When Andrew is recruited into a play about Lord Byron, he realizes that his resemblance to Byron has fooled the ghost into believing his lover has returned and this time he will stop at nothing to possess him.

Prophecy, S.J. Parris


In this, the second of the Giordano Bruno series, the heretic philosopher still retains his status as friend of the French king while maintaining his role as Francis Walsingham’s spy.   

Walsingham enlists Bruno’s investigative talents on an urgent royal request.  One of Queen Elizabeth’s young favourites has been found dead with strange astrological symbols carved upon the body.  Bruno thinks that the murderer is closer to the Queen than even Walsingham realizes.  To prove this he has to sift through a welter of rumours, black magic, lies and multiple hidden agendas to expose a Catholic plot to remove Elizabeth and take over England by force and to make matters worse Bruno has caught the eye of one of his Catholic co-conspirators, the French ambassador’s lovely young wife.

The Preacher, Camilla Lackberg


In the Swedish coastal town of Fjallbacka, a July heatwave is stewing the local population and unearthing old bones.  In the summer of ’79 after two campers went missing, the only solid lead in the case took his own life.  When three bodies are discovered at a local beauty spot twenty three years later Detective Patrik Hedstrom  - weeks away from becoming a father - takes on the most baffling case of his career so far.  The evidence leads him back to the original suspect - Johannes Hult.  But Hult’s surviving family hate the police more than they hate each other.  And then another girl goes missing…

Devil’s Plaything, Matt Richtel


Matt’s last thriller Hooked introduced us to journalist Nat Idle.  Nat is now a blogger for Medblog but he does have a habit of exposing the police to public scrutiny so when someone takes a potshot at him in Golden Gate Park he’s concerned ; but more concerned because he had his Grandma Lane with him and just before the shooting started Lane said ‘danger’

Lane is in a nursing home since her mind dropped off a cliff. She’s trying to record her personal history using a computer program called the Human Memory Crusade. Lane advocated the program and got the director to sign up. He didn’t argue too much because the computers didn’t cost him a thing.
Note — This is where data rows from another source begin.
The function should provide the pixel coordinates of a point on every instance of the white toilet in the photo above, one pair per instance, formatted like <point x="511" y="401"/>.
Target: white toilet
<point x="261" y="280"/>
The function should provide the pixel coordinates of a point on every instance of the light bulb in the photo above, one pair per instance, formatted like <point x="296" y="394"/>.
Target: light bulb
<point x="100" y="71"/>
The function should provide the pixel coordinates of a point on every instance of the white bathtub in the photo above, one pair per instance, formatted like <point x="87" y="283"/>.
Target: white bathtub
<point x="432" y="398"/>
Nat, worried that something is happening to his grandmother starts to investigate and uncovers a military funded conspiracy that takes the internet into the 22nd century using organic assets and they’ve already sourced a unwitting supply.  Nat’s just learned he’s about to become an adult and settle down but he just can’t leave the story alone.  It may be the last one he ever files.

Stagestruck, Peter Lovesey


Dying on stage takes on a whole new meaning.
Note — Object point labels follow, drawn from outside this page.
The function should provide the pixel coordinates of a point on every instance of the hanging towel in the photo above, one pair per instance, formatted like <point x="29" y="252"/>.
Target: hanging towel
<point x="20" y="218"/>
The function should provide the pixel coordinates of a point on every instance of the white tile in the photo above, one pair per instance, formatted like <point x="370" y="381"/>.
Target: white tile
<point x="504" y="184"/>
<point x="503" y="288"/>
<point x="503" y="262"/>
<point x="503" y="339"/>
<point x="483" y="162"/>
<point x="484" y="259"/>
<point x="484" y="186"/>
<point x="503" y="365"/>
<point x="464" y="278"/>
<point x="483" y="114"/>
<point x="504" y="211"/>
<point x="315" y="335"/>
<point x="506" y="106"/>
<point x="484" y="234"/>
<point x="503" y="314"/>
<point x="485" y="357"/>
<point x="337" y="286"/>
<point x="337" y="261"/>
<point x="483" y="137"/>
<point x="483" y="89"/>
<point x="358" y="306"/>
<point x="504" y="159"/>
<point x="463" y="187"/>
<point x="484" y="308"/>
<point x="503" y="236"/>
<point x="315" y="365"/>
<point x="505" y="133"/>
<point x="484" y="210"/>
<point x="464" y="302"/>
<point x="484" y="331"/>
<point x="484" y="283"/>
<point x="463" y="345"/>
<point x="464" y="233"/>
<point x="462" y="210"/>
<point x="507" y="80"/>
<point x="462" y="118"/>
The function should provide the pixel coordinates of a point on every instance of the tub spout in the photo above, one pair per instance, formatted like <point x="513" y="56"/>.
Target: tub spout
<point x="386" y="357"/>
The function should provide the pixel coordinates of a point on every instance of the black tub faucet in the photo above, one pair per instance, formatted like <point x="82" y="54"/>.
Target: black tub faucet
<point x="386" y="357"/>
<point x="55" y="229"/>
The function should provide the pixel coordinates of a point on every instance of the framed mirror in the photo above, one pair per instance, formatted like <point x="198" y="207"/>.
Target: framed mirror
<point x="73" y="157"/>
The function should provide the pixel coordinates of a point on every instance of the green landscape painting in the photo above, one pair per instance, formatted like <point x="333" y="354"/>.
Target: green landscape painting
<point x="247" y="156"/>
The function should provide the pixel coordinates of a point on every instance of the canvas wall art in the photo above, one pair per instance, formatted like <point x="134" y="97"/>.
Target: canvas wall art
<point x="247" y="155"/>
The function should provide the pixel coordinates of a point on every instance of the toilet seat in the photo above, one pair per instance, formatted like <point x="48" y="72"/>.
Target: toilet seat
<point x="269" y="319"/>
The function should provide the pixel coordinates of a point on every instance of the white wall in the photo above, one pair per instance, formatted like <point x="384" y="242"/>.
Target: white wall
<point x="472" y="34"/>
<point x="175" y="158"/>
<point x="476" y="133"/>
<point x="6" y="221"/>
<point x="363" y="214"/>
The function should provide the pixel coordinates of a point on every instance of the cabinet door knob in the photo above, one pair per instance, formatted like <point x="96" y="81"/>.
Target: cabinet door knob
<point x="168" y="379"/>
The first night of the sold-out run of I am a Camera at Bath's Theatre Royal was a sensation for all the wrong reasons.  Fading pop star Clarion Calhoun didn’t get the chance to utter a single line of Sally Bowles' dialogue before someone dealt her a career-ending blow.  DI Diamond is pulled into the investigation as a favour to the Chief Constable and pushes through several personal phobias to a hotbed of jealousy, insecurities and superstition both onstage and off.  

In this play it isn't what you know but who you know that could kill you.

In The Garden of Beasts, Erik Larson


Erik Larson has that rare gift of making non fiction read like fiction.  His latest book is set mainly in Berlin during 1933 and 1934, charting the ascent of Hitler and the transformation of Germany as seen through the eyes of Ambassador William E Dodd, and his daughter Martha. 

Dodd - a history professor - not a natural choice for a diplomatic post – is sent to Germany.  The whole family transplants to a vibrant Berlin.  On the surface the capital is booming, but scratch beneath and slowly, with each bill of ‘co-ordination’ passed, each atrocity ignored, each show trial, each protestation of peace-while preparing for war, the horror of Hitler’s Germany emerges and Dodd like a political Cassandra attempts to warn his fellow Americans but they don’t want to listen.  A riveting read.